Ukrainian footballer (born 1953)

Anatoliy Ivanovych Volobuyev (Анатолій Іванович Волобуєв; born 16 June 1953) is a Ukrainian former football player, and a head-coach of couple Ukrainian teams in the Premier and First leagues. He holds a record for the most games managed a club in Persha Liha (Ukrainian First League).

==Playing career==
Volobyuev started to play football back in 1964. His first coach was Mykola Haribov. His playing career began in 1969 when he was training with the main city team (Kommunarets). It was until the next year when he was actively involved in the team playing for it in Class B (Soviet Second League) competitions. In 1971 when Class B was phasing away, Volobuyev moved to Shakhtar Kadiyivka. His military obligation, he served by playing in SKA Kiev in 1973–1975.

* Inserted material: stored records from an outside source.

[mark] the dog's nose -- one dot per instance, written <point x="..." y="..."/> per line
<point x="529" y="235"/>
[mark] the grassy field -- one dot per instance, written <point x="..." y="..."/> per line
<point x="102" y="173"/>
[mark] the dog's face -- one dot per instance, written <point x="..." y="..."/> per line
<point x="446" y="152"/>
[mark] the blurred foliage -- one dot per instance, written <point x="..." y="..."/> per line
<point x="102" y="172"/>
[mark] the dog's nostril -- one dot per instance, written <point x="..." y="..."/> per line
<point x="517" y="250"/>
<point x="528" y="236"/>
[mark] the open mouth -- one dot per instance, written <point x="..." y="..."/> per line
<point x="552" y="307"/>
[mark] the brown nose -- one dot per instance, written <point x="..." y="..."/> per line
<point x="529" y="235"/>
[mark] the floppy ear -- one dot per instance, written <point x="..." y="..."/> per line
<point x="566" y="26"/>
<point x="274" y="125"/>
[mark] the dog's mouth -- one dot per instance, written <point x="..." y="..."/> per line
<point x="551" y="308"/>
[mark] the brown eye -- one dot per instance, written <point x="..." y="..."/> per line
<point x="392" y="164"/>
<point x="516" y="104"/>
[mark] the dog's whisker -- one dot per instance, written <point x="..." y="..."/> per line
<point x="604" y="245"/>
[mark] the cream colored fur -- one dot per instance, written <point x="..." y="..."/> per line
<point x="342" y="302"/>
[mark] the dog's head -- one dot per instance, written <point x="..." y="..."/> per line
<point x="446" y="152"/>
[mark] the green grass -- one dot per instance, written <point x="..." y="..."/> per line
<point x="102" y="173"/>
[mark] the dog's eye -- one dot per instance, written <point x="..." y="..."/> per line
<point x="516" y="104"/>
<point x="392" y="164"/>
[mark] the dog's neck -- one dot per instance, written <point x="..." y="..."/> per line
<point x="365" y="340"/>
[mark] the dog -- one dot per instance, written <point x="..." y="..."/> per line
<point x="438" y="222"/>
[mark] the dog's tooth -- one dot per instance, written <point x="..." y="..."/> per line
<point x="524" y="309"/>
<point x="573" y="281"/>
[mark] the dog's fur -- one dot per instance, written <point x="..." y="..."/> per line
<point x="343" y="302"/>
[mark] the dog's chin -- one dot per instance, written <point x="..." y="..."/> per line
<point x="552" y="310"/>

In 1976 Volobuyev joined the newly formed football team Kolos Mezhyrich (near Pavlohrad) which represented the local collective farm named after the 22nd Party Congress. After few seasons he moved to the Georgian SSR where he played for teams from western Georgia. In 1983 at age of 30, Volobuyev was forced to retire due to his injury of meniscus.

==Coaching career==
Soon after his retirement Volobuyev became physical fitness (physical culture) instructor at the "Kommunarskstroy" (a Soviet "trust" company). In 1983, in Alchevsk (at that time Kommunarsk) was created second football team (after Kommunarets) Budivelnyk (Stroitel). In 1986 Volobuyev graduated the University of Luhansk as a teacher of physical fitness. In 1989 the original factory team Kommunarets of Alchevsk Metallurgical Complex was disbanded and the factory adopted Stroitel which changed its name to Stal. For most of his career, Volobuyev was involved with Stal Alchevsk from 1988. He led the team from city competitions to a professional football club which reached the Ukrainian Premier League.

Before spending a season as manager of Zorya Luhansk in the Ukrainian Premier League Volobuyev held the position of Vice-President of the Professional Football League of Ukraine in 2005.

He was hired back as head coach of Stal Alchevsk in November 2009.

==Political career==
In 2010 Volobuyev was elected to the Luhansk Oblast Council (from the Alchevsk electoral district).